Regular powers n^k (mod m) can be efficiently computed based on repeated
squaring and the basic rule that

n^{2k} = (n^2)^k = (n^2)^k

(and without mod m, one would use the same algorithm, it's just that the
size of the result grows linearly with k).

First, let's note that there's unlikely to be any comparatively
efficient way to compute falling factorial powers, for it there were,
there would be an efficient way to compute n! (mod m), and that would be
a fast factoring algorithm: if n is the product of two unknown primes,
then the smallest factor is

p = gcd (n, floor(sqrt n)! mod n )

The closest analog of a squaring rule for falling factorial powers I've
been able to find is

n^_{2k} = n^{_k} (n-k)^{_k}

where n^{_k} denotes the falling factorial n (n-1) ... (n-k+1).
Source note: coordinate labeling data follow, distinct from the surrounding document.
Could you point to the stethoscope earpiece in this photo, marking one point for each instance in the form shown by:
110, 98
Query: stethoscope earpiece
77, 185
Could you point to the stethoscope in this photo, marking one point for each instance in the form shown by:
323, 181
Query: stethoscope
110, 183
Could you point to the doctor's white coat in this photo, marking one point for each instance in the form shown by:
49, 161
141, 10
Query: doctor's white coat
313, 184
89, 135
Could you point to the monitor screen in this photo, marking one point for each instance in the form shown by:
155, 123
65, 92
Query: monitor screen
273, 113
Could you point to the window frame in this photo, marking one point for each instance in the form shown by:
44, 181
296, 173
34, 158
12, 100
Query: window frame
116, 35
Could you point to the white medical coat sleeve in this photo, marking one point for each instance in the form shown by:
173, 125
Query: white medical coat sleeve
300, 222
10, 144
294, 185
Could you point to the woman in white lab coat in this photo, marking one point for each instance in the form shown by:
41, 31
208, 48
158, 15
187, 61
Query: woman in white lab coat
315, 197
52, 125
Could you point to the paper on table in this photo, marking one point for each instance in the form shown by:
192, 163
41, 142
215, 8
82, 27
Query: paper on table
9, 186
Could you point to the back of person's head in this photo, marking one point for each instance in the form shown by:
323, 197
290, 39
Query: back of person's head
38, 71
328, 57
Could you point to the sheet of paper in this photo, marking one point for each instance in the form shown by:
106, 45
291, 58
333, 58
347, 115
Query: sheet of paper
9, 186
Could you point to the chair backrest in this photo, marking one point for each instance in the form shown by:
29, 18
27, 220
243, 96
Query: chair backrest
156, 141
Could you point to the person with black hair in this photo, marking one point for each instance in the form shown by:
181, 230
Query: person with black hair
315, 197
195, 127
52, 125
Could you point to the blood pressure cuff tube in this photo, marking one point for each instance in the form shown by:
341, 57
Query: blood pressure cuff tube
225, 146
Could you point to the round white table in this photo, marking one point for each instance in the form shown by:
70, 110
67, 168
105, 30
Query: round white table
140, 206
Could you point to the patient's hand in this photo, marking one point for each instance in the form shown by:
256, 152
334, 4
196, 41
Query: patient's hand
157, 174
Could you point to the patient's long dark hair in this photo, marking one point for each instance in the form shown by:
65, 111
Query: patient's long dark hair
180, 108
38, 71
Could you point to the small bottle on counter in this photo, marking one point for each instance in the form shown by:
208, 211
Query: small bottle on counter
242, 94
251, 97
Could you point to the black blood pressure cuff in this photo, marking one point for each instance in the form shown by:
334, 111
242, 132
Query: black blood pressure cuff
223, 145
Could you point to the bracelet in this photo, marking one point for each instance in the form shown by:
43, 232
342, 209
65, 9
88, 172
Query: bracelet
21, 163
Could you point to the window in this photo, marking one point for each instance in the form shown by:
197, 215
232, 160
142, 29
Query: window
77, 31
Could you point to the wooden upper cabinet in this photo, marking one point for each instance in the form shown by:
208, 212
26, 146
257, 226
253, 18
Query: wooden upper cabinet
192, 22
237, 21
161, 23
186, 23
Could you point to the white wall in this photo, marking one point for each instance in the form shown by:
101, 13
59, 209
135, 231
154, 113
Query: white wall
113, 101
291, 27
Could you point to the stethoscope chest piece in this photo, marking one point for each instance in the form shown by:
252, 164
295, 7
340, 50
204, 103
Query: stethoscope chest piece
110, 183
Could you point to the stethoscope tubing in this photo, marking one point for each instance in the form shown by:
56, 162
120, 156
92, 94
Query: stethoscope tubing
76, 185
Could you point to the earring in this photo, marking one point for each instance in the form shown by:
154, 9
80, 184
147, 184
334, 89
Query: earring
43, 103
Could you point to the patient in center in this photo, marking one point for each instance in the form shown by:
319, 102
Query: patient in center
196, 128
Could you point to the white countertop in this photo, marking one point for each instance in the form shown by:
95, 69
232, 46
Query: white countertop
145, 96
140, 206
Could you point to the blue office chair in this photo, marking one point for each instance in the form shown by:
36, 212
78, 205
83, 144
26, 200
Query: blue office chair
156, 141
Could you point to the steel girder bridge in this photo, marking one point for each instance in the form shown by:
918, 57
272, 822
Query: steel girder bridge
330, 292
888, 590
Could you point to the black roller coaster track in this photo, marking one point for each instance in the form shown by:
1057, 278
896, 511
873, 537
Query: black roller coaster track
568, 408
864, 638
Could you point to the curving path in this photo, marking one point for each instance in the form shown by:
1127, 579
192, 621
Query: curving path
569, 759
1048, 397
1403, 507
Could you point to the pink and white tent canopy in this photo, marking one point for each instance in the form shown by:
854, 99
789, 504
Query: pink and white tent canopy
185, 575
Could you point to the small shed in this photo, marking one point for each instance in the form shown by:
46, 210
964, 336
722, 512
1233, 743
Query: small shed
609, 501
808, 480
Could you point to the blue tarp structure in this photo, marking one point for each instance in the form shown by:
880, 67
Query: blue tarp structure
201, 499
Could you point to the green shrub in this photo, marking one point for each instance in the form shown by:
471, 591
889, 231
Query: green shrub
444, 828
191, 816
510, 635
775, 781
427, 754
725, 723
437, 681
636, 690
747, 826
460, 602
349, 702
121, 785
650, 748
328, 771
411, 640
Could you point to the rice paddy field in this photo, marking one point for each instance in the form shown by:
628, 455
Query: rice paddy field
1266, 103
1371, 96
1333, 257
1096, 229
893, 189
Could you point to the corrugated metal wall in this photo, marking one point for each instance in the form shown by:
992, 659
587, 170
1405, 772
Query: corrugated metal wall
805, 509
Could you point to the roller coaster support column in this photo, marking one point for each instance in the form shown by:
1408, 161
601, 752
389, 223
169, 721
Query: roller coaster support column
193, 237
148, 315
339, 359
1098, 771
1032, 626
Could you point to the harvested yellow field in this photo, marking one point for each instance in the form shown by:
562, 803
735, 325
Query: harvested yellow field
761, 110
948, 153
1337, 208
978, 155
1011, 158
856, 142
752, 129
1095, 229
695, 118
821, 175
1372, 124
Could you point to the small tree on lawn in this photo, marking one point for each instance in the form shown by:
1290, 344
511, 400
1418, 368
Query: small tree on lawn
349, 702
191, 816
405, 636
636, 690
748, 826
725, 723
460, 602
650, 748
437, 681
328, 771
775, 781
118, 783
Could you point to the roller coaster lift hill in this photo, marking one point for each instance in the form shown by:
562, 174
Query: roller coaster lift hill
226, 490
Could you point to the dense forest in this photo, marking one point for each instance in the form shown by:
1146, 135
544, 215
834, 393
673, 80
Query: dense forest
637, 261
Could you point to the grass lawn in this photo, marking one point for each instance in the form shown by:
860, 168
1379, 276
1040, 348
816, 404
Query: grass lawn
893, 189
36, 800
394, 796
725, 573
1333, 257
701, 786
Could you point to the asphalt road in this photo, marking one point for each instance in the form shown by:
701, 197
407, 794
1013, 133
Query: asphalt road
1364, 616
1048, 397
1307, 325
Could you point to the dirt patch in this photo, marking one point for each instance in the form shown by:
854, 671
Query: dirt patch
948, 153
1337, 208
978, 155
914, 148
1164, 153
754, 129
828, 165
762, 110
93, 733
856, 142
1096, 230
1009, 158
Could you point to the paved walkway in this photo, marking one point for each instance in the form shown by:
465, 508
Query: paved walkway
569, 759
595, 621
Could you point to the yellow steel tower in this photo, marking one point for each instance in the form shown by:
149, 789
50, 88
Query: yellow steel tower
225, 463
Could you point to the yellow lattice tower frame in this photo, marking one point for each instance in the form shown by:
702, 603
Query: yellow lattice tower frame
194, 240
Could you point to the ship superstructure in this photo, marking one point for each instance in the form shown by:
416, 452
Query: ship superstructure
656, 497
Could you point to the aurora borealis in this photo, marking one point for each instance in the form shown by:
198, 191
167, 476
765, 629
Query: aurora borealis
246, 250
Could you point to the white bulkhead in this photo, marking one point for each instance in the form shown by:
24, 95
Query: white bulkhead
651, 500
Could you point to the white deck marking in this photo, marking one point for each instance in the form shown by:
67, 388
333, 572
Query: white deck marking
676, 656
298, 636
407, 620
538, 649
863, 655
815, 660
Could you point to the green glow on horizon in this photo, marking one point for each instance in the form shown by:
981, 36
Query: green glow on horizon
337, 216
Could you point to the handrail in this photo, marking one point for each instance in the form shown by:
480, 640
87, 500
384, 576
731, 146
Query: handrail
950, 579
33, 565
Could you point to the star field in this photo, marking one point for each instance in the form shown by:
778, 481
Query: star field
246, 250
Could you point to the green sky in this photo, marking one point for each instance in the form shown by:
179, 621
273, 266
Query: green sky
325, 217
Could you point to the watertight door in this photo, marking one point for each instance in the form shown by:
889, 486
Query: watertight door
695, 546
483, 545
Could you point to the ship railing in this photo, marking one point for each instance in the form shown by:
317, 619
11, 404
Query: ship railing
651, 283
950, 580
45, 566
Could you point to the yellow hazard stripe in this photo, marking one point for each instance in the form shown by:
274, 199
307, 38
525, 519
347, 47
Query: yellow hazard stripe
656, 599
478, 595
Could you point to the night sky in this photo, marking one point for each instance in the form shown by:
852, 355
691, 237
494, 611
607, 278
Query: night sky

And the
right hand side doesn't look much like a square, I'd wish we could
rewrite it to a formula like

n^_{2k} = ((n-k/2)^{_k})^{_2} + some small number

but I'm afraid we can't.

So, back to binomial coefficients,

n \over k = n^{_k} / k!

and the case where n is larger than one limb, k a single limb, and k <=
2n. I guess k has to be reasonably small, for the result to fit in
available memory (but I don't have any numbers handy). Then k! is going
to be much smaller than n^{_k}, so that computing k! and doing the exact
division should be a very small fraction of the total work.

So for k!, I'd suggest just using mpz_oddfac_1 (and it would make sense
to me to change it to return the exponent for the omitted power of two,
which from the implementation of mpz_fac_ui seems to be k -
popcount(k)).

For n^_{k}, I would suggest a function to compute the odd part and
return the exponent of the power of two, which would repeatedly split in
even and odd numbers and compute products of the form

n (n-2) (n-4) ... for odd n.

Each of these products could be computed by grouping four terms at a
time and use

>   n (n-2)(n-4)(n-6) = [(n-3)^2 - 5]^2 - 25

I like this trick, replacing three multiplies by two squares (but it's
unclear how much it will save compared to the total running time). For
the reasons given above, I wouldn't expect the trick to generalize much
further.

Then multiply all the resulting odd factors together in some roughly
balanced tree. And then we could do something like

void
mpz_bin_ui (mpz_ptr r, mpz_srcptr n, unsigned long int k)
{
mpz_t k_fac;
mp_bitcnt_t k_exp, n_exp;

mpz_init (k_fac);
k_exp = mpz_oddfac_1 (k_fac, k);
n_exp = mpz_odd_falling_fac (r, n, k);
ASSERT (k_exp <= n_exp);
mpz_divexact (r, r, k_fac);
mpz_mul_2exp (r, r, n_exp - k_exp);

mpz_clear (k);
}

Would you like to give it a try?

One could try some sieving and instead produce n^_{k} as a product of
prime powers for all primes <= k and a residual, to be able to easily
subtract the corresonding prime-power representation of k!.

It would be interesting with some analysis of the size of n \over k
after dividing out all prime factors smaller than k. If the prime powers
of primes <= k makes up a large part, sieving could pay off, since that
part can be computed efficiently.

Will n \over k be more or less "smooth" than a random number of similar
size? I'd guess slightly more smooth, since it's going to be huge
compared to n, but still can't have any prime factors larger than n. But
we can still have lots of prime factors in the range k < p <= n.

Regards,
/Niels

--
Niels Möller. PGP-encrypted email is preferred. Keyid 368C6677.
Internet email is subject to wholesale government surveillance.